Editorial de Maurice Ulrich dans l'Humanité du 26 juin 2007: "Liberté et liberté"

Liberté et liberté
"À bas la liberté". Ce cri historique et paradoxal fut celui, il y a deux cents ans, des Madrilènes insurgés contre les troupes de Napoléon qui venaient les « libérer ». Le monde universitaire, étudiants, enseignants et personnels, n’en est pas là, mais il s’insurge et se mobilise.

Nicolas Sarkozy veut libérer le travail et les licenciements, libérer les plus riches des impôts trop lourds qui les frappent, libérer les entreprises de leurs charges pour ne pas dire de leurs chaînes et aussi libérer l’enseignement supérieur : « Chaque université pourra choisir de rester dans l’ancien système qui est paralysé ou d’adopter un nouveau statut fondé sur le principe de la liberté. »

C’est donc au nom de ce principe que le président entend faire adopter sa réforme à marche forcée. D’abord en programmant l’adoption du projet de loi en juillet, quand étudiants et professeurs sont sur les plages ou aux petits boulots. Ensuite en s’essuyant les pieds sur les négociations entamées par sa fidèle ministre Valérie Pécresse pour reprendre lui-même en main les rencontres avec les organisations concernées.
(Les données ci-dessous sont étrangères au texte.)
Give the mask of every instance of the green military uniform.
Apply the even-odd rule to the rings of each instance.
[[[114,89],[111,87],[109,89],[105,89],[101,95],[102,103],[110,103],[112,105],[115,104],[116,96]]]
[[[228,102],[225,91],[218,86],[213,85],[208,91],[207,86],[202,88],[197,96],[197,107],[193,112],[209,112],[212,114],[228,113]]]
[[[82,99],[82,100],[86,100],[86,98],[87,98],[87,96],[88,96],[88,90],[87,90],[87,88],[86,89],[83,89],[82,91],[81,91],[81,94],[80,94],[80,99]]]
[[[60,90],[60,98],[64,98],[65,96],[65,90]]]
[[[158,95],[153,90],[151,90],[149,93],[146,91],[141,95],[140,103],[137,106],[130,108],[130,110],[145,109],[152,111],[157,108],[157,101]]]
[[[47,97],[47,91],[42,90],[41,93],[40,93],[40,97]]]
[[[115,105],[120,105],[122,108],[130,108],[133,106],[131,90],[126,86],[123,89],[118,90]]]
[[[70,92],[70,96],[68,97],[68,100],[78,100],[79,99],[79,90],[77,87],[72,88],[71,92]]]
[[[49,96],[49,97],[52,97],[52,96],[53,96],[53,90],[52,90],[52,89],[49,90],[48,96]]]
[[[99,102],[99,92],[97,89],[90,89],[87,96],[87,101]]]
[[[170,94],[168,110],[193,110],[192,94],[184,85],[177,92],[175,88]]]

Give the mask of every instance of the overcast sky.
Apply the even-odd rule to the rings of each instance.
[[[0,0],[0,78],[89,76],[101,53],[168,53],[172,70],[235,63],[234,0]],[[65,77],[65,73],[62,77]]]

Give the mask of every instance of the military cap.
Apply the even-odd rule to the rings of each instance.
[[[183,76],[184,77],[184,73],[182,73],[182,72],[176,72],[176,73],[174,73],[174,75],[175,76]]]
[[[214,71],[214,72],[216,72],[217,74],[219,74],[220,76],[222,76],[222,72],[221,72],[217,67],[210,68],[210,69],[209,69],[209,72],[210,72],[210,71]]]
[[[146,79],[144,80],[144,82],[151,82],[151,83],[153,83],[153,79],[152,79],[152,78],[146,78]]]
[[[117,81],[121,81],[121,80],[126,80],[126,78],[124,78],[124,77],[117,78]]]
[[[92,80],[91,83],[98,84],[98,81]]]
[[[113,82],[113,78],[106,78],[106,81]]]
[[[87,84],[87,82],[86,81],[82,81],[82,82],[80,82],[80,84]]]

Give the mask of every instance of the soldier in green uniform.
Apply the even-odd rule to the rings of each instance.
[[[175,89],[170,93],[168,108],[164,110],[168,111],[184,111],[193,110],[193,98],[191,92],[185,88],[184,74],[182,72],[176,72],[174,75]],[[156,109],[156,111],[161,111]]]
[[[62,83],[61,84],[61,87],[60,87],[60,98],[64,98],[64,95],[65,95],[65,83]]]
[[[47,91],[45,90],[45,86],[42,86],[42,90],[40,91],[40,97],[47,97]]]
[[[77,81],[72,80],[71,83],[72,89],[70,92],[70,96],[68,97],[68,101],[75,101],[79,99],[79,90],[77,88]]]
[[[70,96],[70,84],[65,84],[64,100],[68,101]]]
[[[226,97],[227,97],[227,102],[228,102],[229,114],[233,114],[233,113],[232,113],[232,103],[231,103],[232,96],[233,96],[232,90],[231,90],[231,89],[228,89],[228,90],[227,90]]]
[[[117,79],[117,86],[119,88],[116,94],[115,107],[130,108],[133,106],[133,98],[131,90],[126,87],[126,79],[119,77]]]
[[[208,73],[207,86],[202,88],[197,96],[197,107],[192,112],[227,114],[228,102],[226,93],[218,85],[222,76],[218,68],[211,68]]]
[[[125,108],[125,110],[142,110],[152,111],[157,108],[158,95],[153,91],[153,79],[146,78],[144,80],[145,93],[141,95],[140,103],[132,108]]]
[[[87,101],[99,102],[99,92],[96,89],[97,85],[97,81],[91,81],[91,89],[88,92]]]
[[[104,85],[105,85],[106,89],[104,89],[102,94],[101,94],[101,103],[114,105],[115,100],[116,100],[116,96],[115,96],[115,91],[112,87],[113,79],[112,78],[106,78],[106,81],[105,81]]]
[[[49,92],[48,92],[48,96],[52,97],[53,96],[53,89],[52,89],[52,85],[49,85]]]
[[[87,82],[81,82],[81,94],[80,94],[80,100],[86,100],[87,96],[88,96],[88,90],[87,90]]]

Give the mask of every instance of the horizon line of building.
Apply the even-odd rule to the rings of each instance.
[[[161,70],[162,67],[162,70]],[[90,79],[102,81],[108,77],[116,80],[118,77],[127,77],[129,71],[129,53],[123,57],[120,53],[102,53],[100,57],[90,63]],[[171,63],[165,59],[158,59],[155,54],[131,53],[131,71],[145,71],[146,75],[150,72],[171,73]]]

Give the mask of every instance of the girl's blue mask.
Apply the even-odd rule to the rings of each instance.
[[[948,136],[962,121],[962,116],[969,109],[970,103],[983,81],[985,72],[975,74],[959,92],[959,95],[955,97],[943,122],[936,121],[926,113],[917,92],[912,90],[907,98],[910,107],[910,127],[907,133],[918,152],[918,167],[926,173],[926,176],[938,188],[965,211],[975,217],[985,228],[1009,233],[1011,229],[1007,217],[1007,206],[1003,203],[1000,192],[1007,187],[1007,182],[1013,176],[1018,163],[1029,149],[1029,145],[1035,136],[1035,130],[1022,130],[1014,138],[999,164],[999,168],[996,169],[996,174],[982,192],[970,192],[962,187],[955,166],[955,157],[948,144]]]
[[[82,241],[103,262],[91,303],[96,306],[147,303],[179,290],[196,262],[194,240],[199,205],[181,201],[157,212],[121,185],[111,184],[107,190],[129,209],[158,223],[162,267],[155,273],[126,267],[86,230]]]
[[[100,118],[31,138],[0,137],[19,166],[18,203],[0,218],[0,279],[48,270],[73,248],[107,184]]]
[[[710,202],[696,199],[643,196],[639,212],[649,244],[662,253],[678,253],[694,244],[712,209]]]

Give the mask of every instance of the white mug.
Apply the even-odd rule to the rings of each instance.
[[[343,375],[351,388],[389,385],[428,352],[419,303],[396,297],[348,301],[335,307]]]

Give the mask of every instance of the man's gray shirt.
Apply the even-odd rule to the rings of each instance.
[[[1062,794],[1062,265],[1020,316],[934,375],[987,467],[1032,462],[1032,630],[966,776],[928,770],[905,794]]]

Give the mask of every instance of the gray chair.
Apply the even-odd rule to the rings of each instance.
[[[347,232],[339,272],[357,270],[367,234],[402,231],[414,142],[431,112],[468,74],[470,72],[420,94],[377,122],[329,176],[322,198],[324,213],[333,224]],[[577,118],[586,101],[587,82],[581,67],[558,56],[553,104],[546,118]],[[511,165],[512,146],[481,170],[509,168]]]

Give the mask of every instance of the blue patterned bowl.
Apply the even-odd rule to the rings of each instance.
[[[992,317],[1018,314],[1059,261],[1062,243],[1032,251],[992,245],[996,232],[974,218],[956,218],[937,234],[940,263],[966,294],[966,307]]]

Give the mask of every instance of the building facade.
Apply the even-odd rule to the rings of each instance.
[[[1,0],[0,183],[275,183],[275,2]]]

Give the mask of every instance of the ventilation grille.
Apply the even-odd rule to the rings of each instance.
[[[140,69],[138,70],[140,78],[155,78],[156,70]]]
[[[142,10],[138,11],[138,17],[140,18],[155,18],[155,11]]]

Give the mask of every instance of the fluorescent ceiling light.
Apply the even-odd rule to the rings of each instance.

Enfin en se prévalant une nouvelle fois du vote majoritaire qui l’a porté au pouvoir pour tenter d’imposer sa réforme des universités au monde universitaire qui, manifestement, n’en veut pas, au moins en l’état. Quand la liberté est prise en otage, il faut se méfier des libérateurs.

Nicolas Sarkozy a reporté d’une semaine l’examen du projet en conseil des ministres. Il cherche à rallier des voix à sa cause car il a contre lui le vote à une très large majorité du Conseil national de l’enseignement supérieur et de la recherche, seize organisations d’enseignants, d’étudiants de personnels, la défiance des présidents d’universités. Des assemblées générales ont lieu, comme à Toulouse.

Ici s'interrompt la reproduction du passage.